Nesse sentido, ao longo das décadas, houve uma priorização das políticas governamentais em torno do modal rodoviarista, a exemplo do incentivo massivo à entrada, no país, de indústrias automobilísticas pelo presidente ‘JK’ nos anos 50. Dessa forma, essa perspectiva nacional desenvolvimentista perdura até os dias atuais, pois apesar do Brasil ser um país de extensão continental e abrigar mais de 200 milhões de habitantes, ainda é prioridade meios de locomoção individualistas e privados. Não obstante, a famosa música sertaneja “agora eu fiquei doce […] estou tirando onda com Camaro amarelo” reflete o símbolo de sucesso que um carro possui na sociedade. Embora, a Constituição cidadã de 1988 tenha garantido o transporte como um direito social, o cotidiano escancara justamente o contrário. Posto que, os indivíduos estão reféns de automóveis para se deslocar nos espaços urbanos, de maneira que passam horas em engarrafamentos exaustivos, enclausurados com vidros fechados e expostos à poluição sonora de buzinas. Outrossim, àqueles que possuem condições financeiras precárias ficam sujeitos à transportes públicos sucateados, de péssima manutenção e insuficientes para a demanda.

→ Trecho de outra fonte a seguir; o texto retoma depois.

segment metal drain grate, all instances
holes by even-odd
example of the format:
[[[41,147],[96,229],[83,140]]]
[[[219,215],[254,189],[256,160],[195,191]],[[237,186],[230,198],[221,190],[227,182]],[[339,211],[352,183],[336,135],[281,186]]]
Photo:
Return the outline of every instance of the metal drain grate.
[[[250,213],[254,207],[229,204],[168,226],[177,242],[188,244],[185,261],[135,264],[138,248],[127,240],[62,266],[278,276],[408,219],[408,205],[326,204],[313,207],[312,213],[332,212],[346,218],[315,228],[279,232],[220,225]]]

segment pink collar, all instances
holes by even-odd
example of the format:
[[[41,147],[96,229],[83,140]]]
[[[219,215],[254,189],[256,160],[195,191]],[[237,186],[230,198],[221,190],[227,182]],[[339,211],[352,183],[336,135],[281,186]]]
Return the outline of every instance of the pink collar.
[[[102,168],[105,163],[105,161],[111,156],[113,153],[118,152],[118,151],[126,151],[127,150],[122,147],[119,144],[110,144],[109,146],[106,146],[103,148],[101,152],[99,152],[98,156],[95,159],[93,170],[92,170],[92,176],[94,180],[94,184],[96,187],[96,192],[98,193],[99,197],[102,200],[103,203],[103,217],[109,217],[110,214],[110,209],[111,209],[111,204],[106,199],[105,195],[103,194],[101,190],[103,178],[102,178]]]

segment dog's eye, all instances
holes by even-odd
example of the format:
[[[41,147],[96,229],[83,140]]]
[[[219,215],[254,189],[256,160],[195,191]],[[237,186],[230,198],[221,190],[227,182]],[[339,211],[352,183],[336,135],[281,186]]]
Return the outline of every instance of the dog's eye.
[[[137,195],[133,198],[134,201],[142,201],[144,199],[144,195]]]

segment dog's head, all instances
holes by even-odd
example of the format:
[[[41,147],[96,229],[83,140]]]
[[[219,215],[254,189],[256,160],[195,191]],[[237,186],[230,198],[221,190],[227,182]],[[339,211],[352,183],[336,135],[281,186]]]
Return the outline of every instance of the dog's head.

Torna-se necessário, portanto, o investimento em políticas de Estado que reafirmem o direito de ir e vir assegurado pela Carta Magna de 88. Para isso, cabe ao Ministério do Desenvolvimento Regional destinar parte do seu orçamento para pesquisas, em parcerias com Universidades Federais, sobre como mudar, gradualmente, do rodoviarismo para modais intercalados como a ampliação de linhas de metrô e incrementar os ônibus de maneira mais tecnológica, segura e confortável, ambos de maneira econômica e ambientalmente viáveis. E, juntamente às secretárias estaduais aumentar, a curto prazo, a disponibilidade do aluguel de bicicletas, mais baratas e acessíveis em pontos distantes dos centros comerciais e ampliar as ciclovias e ciclofaixas. Ademais, cursos análogos ao de habilitação, porém voltados para ensinar os cidadãos a pedalar de forma mais confiante e ciente das leis de trânsito seriam eficientes na conquista de uma cidade mais compacta.